How do I determine the cause of replica set elections?

Typical reasons for an election happening are:

the primary is intentionally stepped down
a replica set member with a higher priority is available due to replica set reconfiguration or catching up on replication lag
the primary becomes unresponsive to heartbeat requests from other replica set members
a network interruption causes the primary to be isolated from the majority of other members
the mongod process of the primary has unexpectedly quit

Note

The examples given below use replica set protocol version 1 (pv1), which is the default for all new replica sets created with MongoDB 3.2 or later. The general diagnostic approach is also valid for protocol version 0 (pv0), but note that pv0 is deprecated as of MongoDB 3.6. Investigating replica set elections

Examine the mongod log files, looking for the following keywords:

Component REPL log lines:
- transition to (PRIMARY, SECONDARY, STARTUP2, RECOVERY)
- stepping down
- election
Component COMMAND log lines:
- replSetStepDown - an administrator or automation agent has requested a primary to step down
- serverStatus was very slow - replication does not use the serverStatus command, but if this command is slow then other commands are likely also affected
MongoDB starting / dbexit - establishes when mongod instances were running and when they stopped

Election example

REPL log lines provide an overview of replication activity.

$ grep REPL server-a.mongod.log  | head

2017-10-09T03:57:28.550+0200 I REPL     [ReplicationExecutor] re-evaluating sync source because our current sync source's most recent OpTime is (term: 10, timestamp: Oct  9 03:56:14:3) which is more than 30s behind member server-c:27017 whose most recent OpTime is (term: 10, timestamp: Oct  9 03:57:40:2)
2017-10-09T03:57:28.550+0200 I REPL     [ReplicationExecutor] could not find member to sync from
2017-10-09T03:57:34.551+0200 I REPL     [ReplicationExecutor] syncing from: server-b:27017
2017-10-09T03:57:34.567+0200 I REPL     [SyncSourceFeedback] setting syncSourceFeedback to server-b:27017
2017-10-09T04:57:21.984+0200 I REPL     [ReplicationExecutor] syncing from: server-c:27017
2017-10-09T04:57:21.999+0200 I REPL     [SyncSourceFeedback] setting syncSourceFeedback to server-c:27017
2017-10-09T07:35:33.471+0200 I REPL     [ReplicationExecutor] re-evaluating sync source because our current sync source's most recent OpTime is (term: 10, timestamp: Oct  9 07:34:09:1) which is more than 30s behind member server-b:27017 whose most recent OpTime is (term: 10, timestamp: Oct  9 07:35:45:17)
2017-10-09T07:35:33.471+0200 I REPL     [ReplicationExecutor] could not find member to sync from
2017-10-09T07:35:39.472+0200 I REPL     [ReplicationExecutor] syncing from: server-c:27017
2017-10-09T07:35:39.487+0200 I REPL     [SyncSourceFeedback] setting syncSourceFeedback to server-c:27017
...

These REPL lines contain contain several messages unrelated to elections. To get a better view of election activity, filter out lines containing sync. You can use the same approach to filter out lines about failing heartbeats and other messages if they interfere with your view of election activity.

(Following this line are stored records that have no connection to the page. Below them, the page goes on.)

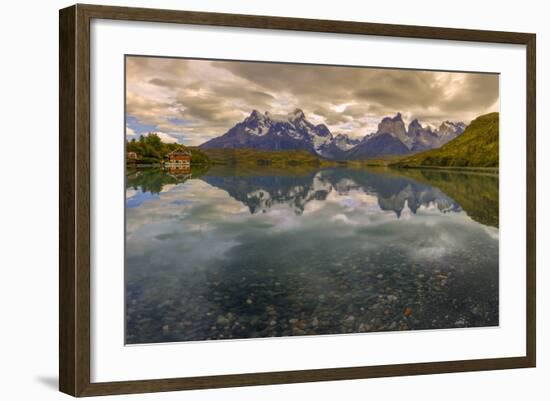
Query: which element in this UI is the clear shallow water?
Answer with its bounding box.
[126,167,498,344]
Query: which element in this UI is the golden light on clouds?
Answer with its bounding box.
[126,56,499,145]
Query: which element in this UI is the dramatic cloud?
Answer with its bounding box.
[126,56,499,145]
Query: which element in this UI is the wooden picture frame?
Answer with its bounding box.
[59,4,536,396]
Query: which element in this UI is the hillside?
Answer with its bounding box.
[392,113,499,168]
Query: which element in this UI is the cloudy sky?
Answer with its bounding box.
[126,56,499,145]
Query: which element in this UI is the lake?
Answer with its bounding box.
[125,166,499,344]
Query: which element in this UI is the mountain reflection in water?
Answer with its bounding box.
[126,167,498,343]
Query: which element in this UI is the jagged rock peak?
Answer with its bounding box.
[289,108,305,120]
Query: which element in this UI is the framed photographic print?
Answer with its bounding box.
[59,5,536,396]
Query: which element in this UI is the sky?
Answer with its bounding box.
[126,56,499,145]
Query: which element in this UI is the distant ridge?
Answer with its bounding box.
[200,109,466,160]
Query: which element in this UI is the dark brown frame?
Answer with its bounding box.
[59,4,536,396]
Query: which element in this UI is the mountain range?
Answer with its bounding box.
[200,109,466,160]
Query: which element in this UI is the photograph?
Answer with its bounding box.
[124,55,500,345]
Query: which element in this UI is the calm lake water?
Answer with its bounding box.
[126,167,499,344]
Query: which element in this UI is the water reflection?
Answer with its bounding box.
[126,168,498,343]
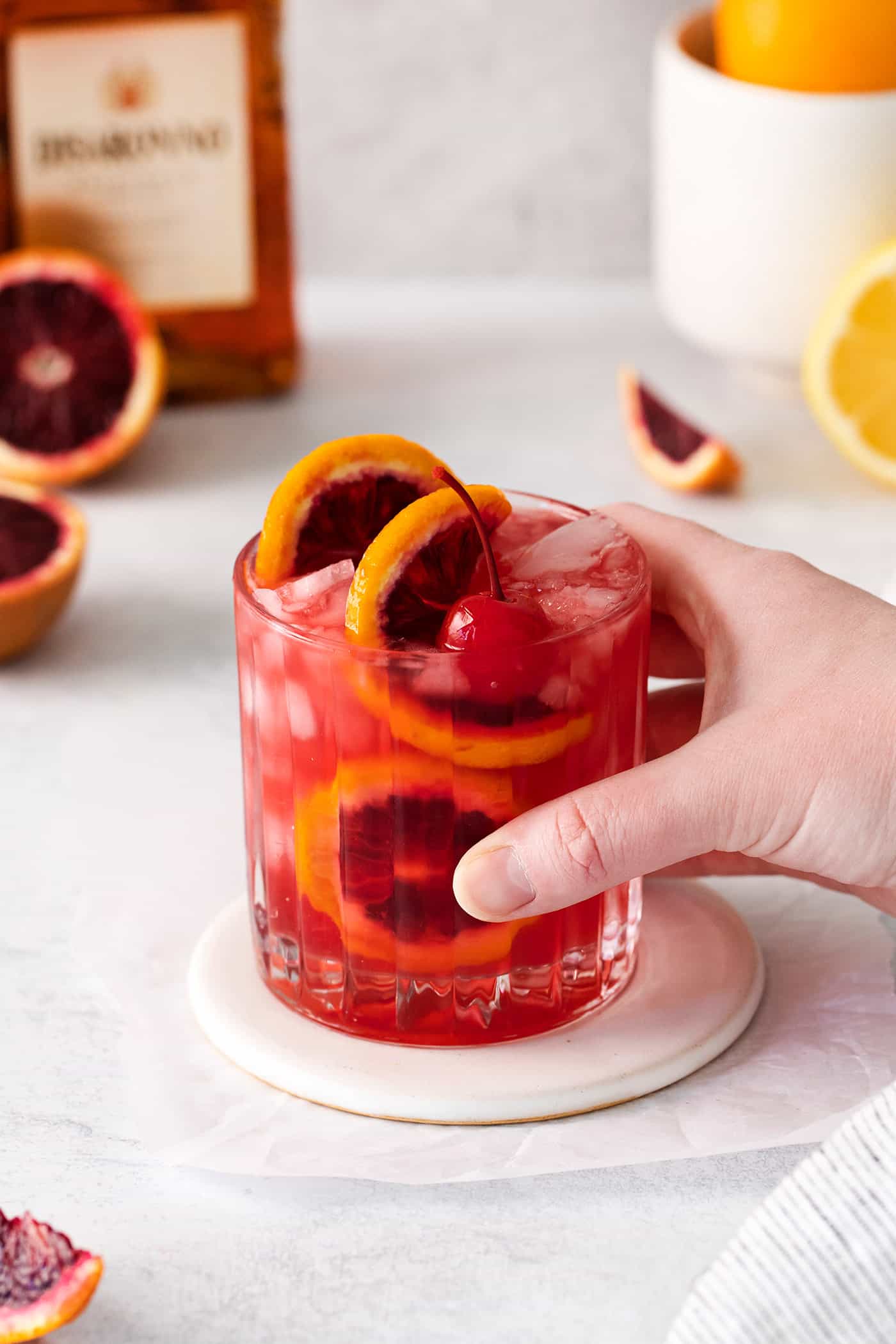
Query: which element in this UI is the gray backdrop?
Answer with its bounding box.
[285,0,687,277]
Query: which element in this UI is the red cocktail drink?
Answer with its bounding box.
[235,496,650,1046]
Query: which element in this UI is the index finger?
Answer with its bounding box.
[600,504,751,649]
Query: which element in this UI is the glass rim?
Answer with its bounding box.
[232,491,650,668]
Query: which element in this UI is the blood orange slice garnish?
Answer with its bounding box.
[296,753,531,973]
[0,1210,102,1344]
[0,249,165,485]
[0,481,86,661]
[345,485,591,770]
[620,368,743,491]
[345,485,511,648]
[255,434,442,588]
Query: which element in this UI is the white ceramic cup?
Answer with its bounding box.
[653,10,896,367]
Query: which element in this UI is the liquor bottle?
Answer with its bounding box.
[0,0,297,399]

Lines containing election or transition to events are the most useful information to view.

$ grep REPL server-a.mongod.log  | grep -v sync | head

2017-10-11T11:16:43.616+0200 I REPL     [ReplicationExecutor] Starting an election, since we've seen no PRIMARY in the past 10000ms
2017-10-11T11:16:43.637+0200 I REPL     [ReplicationExecutor] conducting a dry run election to see if we could be elected
2017-10-11T11:16:43.649+0200 I REPL     [ReplicationExecutor] dry election run succeeded, running for election
2017-10-11T11:16:43.657+0200 I REPL     [ReplicationExecutor] election succeeded, assuming primary role in term 11
2017-10-11T11:16:43.657+0200 I REPL     [ReplicationExecutor] transition to PRIMARY
2017-10-11T11:16:43.666+0200 I REPL     [rsSync] transition to primary complete; database writes are now permitted
2017-10-11T11:16:45.697+0200 I REPL     [ReplicationExecutor] Member server-c:27017 is now in state SECONDARY
...

Transition to RECOVERY then STARTUP2 is normal soon after a replica set member starts. Unexpected transitions between SECONDARY and PRIMARY are of more importance.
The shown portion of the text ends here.